You are assuming no compounding. You have to model it as an annuity.

ghaff|3 years ago

If you're assuming withdrawing at a safe withdrawal rate you're assuming you're not compounding. You're assuming a safe withdrawal rate from principal/dividends/interest that will, on average, leave the principal constant. Of course, if you're older and are not looking to pass down money you may be fine with drawing down principal to some degree.

So, yes, $2m should probably be modeled at about $80K income per year before taxes without touching principal but without building savings.

(May be somewhat higher with higher interest rates/inflation.)

timerol|3 years ago

That is not accurate. The 4% withdrawal rate is based on the Trinity Study[1], which showed that it was unlikely to exhaust retirement funds over a 30 year retirement. It already includes compounding and draw down calculations.

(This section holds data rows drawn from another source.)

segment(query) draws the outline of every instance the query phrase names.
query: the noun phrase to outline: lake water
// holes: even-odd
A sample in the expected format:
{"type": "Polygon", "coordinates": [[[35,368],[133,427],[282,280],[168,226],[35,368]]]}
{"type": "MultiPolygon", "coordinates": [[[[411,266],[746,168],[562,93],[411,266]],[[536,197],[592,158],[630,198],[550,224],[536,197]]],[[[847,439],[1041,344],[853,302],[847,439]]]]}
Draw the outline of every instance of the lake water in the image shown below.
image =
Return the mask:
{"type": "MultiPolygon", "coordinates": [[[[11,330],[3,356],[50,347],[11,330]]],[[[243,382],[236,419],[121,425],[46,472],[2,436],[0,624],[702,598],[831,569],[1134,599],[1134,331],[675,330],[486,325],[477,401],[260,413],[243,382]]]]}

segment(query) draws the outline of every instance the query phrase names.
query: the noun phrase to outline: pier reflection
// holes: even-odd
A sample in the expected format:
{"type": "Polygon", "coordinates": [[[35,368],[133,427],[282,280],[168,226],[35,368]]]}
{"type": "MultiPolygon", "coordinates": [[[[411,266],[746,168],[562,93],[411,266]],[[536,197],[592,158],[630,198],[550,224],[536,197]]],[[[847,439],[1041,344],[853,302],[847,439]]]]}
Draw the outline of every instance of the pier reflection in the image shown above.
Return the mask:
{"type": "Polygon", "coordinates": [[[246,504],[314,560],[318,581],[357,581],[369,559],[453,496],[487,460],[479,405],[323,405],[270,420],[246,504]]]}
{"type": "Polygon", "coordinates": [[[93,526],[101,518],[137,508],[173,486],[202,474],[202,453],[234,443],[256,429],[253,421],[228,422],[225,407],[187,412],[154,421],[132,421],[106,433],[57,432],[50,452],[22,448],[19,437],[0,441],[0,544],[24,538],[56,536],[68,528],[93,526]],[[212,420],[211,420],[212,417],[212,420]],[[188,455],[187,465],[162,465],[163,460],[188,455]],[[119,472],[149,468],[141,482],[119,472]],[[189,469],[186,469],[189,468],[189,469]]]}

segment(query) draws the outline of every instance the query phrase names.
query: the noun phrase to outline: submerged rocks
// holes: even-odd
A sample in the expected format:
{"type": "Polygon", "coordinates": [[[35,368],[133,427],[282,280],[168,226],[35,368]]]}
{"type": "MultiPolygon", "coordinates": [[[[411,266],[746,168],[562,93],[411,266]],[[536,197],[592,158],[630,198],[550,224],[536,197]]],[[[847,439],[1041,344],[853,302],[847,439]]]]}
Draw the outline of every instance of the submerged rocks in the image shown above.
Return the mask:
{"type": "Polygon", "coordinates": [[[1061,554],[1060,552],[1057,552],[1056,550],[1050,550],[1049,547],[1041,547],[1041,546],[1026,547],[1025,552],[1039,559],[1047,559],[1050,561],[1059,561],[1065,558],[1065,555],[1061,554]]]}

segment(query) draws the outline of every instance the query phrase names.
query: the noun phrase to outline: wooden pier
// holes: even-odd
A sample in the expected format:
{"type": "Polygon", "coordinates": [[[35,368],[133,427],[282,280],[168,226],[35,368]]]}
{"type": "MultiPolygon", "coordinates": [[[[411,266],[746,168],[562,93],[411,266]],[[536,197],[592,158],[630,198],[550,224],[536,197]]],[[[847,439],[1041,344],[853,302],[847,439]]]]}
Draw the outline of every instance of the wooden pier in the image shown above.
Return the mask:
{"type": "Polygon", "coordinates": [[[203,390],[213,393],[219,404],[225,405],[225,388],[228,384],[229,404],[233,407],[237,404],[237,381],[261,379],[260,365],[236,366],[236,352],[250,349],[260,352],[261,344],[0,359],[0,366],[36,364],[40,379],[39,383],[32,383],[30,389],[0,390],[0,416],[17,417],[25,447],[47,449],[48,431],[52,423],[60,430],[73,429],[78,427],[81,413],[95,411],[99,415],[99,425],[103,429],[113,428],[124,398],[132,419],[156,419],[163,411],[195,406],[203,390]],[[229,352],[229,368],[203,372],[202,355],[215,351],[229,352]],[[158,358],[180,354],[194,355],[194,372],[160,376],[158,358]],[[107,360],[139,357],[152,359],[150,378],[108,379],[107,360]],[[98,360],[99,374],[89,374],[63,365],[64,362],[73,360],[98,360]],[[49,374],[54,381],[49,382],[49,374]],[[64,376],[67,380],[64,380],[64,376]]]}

There's a whole active debate around exactly what numbers are sufficiently safe over what time horizons and what portfolio mixes. For a fun long read, see ERN's series on safe withdrawal rates https://earlyretirementnow.com/safe-withdrawal-rate-series/

[1]: https://en.wikipedia.org/wiki/Trinity_study

brianwawok|3 years ago

You have compounding but also inflation. You need to slowly raise your draw to keep the same lifestyle.